MailScanner, in a way, already tries to do quite a lot of the checking
you mention above if you let it. If you have a good RBL such as SBL+XBL,
and use a config like this:

Spam List = SBL+XBL
Check SpamAssassin If On Spam List = no
Spam Lists To Reach High Score = 1
High Scoring Spam Actions = delete

(the 3rd setting is just so I can use the High scoring action to delete
RBL hits, which will probably fit in to your site policy rather better
than using the normal scoring action)

Doing this will completely get rid of any messages hitting the RBL
without any operation on the message body at all. It is all done based
on the content of the headers/envelope.

>  <more insane and pointless handwaving>
>    I also had this vague idea that using directories for the elevator in the
>    CriticalQueue condition might be cheaper than sorting by date, but the
>    problem is obvious ....
>
>What I realise is:
>
>  I don't really understand the trade-off between batch size and MaxChildren
>
>  I'd certainly appreciate it if you, or anyone for that matter :), could help
>  me with this.  Since they are both limits, I imagine that describing the
>  limiting conditions will help.
>
>
Smaller batches make virus scanning less efficient, but produce a more
"responsive" system under load. The message bandwidth is less (less
messages/hour) but the message latency (delay through MS) can be a lot
less. So if you inject a message one end, it pops out the other end
sooner. The cost is that you can't inject so many messages/hour.

MaxChildren should be set so that all the available resources are being
used all the time. Set it too high and the machine will spend too much
of its time context-switching between children, and too little time
actually doing useful work.

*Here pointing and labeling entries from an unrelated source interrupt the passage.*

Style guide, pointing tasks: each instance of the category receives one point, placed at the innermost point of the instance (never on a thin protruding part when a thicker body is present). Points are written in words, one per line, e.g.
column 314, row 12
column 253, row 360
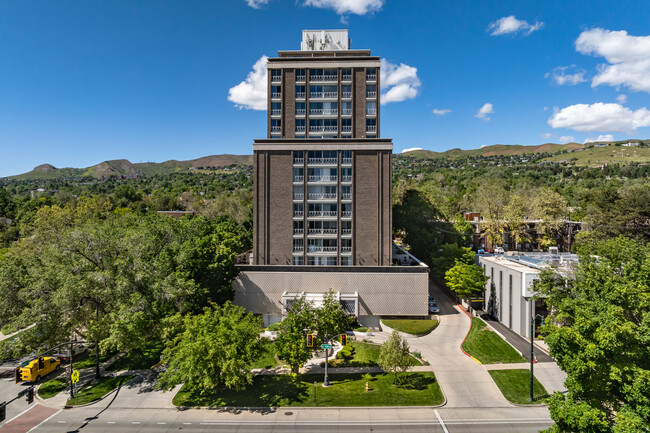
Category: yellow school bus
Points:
column 34, row 371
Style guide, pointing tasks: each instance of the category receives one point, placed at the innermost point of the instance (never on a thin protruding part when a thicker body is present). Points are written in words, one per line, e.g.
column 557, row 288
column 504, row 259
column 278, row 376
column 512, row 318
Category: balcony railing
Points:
column 322, row 178
column 322, row 213
column 322, row 231
column 321, row 195
column 322, row 161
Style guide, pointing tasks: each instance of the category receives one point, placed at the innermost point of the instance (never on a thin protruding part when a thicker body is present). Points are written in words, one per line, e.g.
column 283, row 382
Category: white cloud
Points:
column 602, row 137
column 251, row 93
column 399, row 82
column 485, row 111
column 561, row 77
column 357, row 7
column 600, row 117
column 628, row 58
column 256, row 4
column 510, row 24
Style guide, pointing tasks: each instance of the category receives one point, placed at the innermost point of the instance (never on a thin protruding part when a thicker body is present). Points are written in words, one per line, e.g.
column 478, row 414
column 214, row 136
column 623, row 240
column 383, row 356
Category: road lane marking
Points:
column 45, row 420
column 442, row 424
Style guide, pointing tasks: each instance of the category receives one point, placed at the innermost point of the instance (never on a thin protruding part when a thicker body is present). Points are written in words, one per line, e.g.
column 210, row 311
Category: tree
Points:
column 291, row 343
column 394, row 355
column 213, row 349
column 599, row 332
column 331, row 320
column 466, row 279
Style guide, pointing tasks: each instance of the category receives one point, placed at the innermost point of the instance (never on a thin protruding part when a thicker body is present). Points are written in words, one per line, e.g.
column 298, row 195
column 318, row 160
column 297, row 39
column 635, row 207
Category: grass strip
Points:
column 412, row 326
column 96, row 390
column 515, row 386
column 488, row 347
column 415, row 389
column 51, row 388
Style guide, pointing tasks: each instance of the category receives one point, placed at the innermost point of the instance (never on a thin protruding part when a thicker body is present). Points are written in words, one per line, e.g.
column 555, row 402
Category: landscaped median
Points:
column 411, row 326
column 487, row 347
column 414, row 389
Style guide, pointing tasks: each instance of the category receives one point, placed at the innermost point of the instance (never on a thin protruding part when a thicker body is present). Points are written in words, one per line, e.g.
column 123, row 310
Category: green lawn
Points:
column 414, row 327
column 488, row 347
column 267, row 360
column 515, row 386
column 417, row 389
column 96, row 390
column 52, row 387
column 139, row 359
column 362, row 355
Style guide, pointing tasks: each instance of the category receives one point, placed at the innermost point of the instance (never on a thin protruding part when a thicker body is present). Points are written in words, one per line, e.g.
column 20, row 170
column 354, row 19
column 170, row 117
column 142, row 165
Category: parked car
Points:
column 35, row 370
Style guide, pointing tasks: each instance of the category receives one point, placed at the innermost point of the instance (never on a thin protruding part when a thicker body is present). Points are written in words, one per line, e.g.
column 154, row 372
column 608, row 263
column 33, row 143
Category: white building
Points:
column 509, row 289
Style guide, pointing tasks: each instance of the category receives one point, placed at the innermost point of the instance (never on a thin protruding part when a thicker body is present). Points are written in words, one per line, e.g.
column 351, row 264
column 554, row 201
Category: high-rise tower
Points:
column 322, row 177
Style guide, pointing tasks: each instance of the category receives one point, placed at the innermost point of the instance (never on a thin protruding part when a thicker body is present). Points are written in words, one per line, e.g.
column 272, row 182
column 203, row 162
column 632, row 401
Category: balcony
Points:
column 322, row 213
column 327, row 161
column 321, row 196
column 322, row 232
column 322, row 178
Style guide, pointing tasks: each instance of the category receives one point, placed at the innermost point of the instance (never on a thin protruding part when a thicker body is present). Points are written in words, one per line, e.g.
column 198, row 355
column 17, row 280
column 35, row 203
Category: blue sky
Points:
column 82, row 82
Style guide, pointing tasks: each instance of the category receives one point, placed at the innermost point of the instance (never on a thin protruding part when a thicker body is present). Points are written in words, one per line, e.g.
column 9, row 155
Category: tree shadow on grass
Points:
column 415, row 381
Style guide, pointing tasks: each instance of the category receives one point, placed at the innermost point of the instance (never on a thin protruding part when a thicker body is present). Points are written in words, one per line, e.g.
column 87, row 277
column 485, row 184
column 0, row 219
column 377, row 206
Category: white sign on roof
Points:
column 324, row 40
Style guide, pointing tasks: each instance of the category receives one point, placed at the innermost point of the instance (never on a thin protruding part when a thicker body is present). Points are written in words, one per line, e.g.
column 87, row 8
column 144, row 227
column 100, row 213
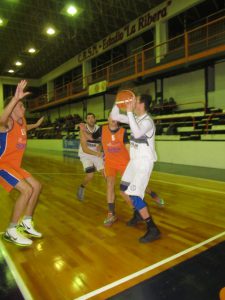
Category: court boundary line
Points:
column 17, row 277
column 189, row 186
column 149, row 268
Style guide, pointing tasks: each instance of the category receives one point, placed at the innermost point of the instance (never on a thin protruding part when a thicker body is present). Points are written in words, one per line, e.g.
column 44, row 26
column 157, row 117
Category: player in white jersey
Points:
column 91, row 162
column 142, row 157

Set it too low and there will be times when
at least one of the i/o, disk or net will be idle, which wastes resources.

My initial estimates of 5 per CPU, and possibly 8 per hyper-threaded
CPU, were based on some early testing I did on a dual-cpu box I've got.
5 per cpu gave very good throughput, and the system wasn't
context-switching excessively. If you have a quiet machine, by all means
set it to less. I assume that MailScanner will be running 100% or nearly
100%. After all, if the machine is quiet, who cares if I waste a few
resources. No-one else wanted them anyway.

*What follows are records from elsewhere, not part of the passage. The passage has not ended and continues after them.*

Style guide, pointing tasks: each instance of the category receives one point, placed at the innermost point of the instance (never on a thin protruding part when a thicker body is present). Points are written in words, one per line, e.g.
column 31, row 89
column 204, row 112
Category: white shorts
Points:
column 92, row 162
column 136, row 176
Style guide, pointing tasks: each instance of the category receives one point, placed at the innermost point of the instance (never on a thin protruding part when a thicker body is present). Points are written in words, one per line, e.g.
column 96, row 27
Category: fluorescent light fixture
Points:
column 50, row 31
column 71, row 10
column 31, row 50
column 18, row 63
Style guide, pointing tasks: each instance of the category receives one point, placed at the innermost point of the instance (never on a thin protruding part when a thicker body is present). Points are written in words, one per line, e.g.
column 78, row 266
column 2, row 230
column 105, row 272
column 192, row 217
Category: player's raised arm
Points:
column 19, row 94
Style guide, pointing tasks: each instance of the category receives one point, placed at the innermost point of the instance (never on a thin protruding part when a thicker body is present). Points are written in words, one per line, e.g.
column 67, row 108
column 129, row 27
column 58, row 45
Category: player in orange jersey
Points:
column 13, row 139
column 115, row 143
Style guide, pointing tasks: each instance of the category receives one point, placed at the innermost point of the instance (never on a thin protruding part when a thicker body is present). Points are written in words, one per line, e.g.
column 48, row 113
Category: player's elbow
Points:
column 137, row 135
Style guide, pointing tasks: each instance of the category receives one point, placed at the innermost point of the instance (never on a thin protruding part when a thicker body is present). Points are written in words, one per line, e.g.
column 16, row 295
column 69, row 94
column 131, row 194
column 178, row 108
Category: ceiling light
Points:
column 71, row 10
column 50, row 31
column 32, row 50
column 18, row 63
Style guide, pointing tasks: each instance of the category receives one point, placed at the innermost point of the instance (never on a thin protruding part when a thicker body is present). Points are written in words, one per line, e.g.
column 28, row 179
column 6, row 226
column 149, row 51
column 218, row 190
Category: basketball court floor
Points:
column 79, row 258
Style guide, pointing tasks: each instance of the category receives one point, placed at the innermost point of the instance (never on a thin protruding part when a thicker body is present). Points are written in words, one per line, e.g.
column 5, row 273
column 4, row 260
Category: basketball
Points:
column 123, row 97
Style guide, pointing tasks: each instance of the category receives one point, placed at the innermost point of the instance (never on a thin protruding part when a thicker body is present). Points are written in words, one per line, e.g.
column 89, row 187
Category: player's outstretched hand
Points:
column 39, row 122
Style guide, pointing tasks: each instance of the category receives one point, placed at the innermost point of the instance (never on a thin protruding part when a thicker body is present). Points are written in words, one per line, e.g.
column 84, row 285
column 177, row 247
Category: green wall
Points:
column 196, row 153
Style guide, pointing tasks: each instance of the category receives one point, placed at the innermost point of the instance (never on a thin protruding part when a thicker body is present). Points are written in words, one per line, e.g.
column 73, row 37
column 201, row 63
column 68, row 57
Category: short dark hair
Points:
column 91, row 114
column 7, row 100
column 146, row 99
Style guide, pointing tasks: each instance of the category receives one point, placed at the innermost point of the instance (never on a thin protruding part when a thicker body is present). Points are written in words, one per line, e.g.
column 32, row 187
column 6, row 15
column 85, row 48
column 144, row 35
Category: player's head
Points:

>  I'm just re-reading the notes in the conf file.
>
>    Does a mailscanner child really consume ~20MB ?  Why ?
>
>
If you are running SpamAssassin it can easily be double that. Perl
processes are big, as the Perl compiler is very big and needs to be in
each process (so you can use cool things like "eval" in your program).
Ram is very cheap anyway.

>  based on your 'try 5 children per CPU' comment, I'm guessing that more
>  children = more cpu heavy (which makes sense anyway).
>  (must fix my CPU utlisation logging! :)
>
>  Is there even a BatchSize type option? Is MailScanner even batch-oriented
>  in the way I had imagined? is MaxUnscannedMessagesPerScan it ?
>
>
There are 4 options there:
Max Unscanned Bytes Per Scan = 100000000
Max Unsafe Bytes Per Scan = 50000000
Max Unscanned Messages Per Scan = 30
Max Unsafe Messages Per Scan = 30

This stops batches getting too big by picking up several huge messages
all in the same batch.
Total batch size = number of messages * average message size
So you need to limit both the number of messages and the message size to
have control of that calculation.

>  I'm also amused to discover (see previous mail) I have
>
>    Max Normal Queue Size = 5000
>
>
I would recommend lowering that, it's pretty big. Try about 1000 or so.

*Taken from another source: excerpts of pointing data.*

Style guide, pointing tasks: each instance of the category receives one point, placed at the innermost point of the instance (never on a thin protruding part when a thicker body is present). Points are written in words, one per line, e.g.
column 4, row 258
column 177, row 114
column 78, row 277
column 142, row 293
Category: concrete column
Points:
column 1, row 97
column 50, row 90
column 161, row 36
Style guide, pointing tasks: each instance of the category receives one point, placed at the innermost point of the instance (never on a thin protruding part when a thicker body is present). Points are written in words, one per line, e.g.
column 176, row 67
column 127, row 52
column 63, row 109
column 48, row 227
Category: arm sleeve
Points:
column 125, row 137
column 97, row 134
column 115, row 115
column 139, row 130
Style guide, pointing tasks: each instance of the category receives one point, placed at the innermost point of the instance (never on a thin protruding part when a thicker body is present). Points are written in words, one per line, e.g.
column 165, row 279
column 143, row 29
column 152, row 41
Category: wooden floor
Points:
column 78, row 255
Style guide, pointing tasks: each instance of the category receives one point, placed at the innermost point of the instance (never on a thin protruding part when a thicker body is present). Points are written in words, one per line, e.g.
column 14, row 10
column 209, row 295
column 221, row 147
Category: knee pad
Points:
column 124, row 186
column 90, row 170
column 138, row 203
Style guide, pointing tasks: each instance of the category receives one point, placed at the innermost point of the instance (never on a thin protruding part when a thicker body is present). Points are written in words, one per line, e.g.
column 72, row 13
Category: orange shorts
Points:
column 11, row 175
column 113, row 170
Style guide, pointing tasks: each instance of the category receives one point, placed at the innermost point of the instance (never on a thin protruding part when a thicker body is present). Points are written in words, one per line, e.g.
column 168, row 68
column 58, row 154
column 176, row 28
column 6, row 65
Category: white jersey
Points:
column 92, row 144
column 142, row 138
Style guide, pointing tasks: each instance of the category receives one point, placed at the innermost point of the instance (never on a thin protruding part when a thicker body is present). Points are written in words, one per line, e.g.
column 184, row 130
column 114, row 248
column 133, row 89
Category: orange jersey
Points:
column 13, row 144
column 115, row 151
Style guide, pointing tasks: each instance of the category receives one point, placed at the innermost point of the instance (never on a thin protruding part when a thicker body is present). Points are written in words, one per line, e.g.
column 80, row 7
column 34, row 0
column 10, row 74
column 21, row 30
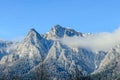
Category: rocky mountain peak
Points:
column 60, row 32
column 33, row 36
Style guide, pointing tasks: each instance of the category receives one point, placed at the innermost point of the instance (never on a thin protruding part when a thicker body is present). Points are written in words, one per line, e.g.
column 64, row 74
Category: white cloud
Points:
column 96, row 42
column 18, row 39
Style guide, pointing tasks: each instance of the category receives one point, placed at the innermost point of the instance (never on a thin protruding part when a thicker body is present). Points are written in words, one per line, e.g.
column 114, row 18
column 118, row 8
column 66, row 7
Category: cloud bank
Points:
column 95, row 42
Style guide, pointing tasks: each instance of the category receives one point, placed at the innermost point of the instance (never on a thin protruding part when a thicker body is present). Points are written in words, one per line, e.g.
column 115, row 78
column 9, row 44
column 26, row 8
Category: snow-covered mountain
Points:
column 44, row 55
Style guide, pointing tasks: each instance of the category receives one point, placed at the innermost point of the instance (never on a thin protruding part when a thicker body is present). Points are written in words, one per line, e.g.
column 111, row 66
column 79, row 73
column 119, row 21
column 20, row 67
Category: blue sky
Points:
column 18, row 16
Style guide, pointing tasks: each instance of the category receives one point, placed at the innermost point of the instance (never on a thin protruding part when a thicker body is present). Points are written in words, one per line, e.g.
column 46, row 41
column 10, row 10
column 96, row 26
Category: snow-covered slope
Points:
column 37, row 51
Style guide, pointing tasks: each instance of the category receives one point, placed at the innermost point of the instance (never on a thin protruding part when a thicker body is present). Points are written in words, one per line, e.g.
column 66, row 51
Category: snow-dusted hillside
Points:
column 48, row 53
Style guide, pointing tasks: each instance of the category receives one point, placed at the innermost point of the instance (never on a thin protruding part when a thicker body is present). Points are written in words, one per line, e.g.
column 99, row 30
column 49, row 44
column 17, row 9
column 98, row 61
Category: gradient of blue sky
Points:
column 18, row 16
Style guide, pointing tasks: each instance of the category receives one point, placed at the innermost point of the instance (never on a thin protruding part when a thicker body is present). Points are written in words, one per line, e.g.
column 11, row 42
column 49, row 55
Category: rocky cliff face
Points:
column 60, row 61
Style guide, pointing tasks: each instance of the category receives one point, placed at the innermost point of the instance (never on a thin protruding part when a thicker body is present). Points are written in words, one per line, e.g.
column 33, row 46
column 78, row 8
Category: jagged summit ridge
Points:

>  This reminds me of the 'per-user spamsassasin' thread tonight.  There are
>  already so many options, no doubt for each one there is somebody who
>  really needs it, but nobody could really need them all (could they?),
>  and the idea that anybody needs a new one should at least attract a
>  little skepticism.  But then, I expect I'm preaching to the priest !
>
>  would any of the options make sense in multiple units?
>    for (over)simplified example: 5000 mails or 5 mails per GHz of cpu
>    perhaps this is best left to admin and configuration tools?
>
>
It's not as simple as just CPU speed. It's a lot more complex than that.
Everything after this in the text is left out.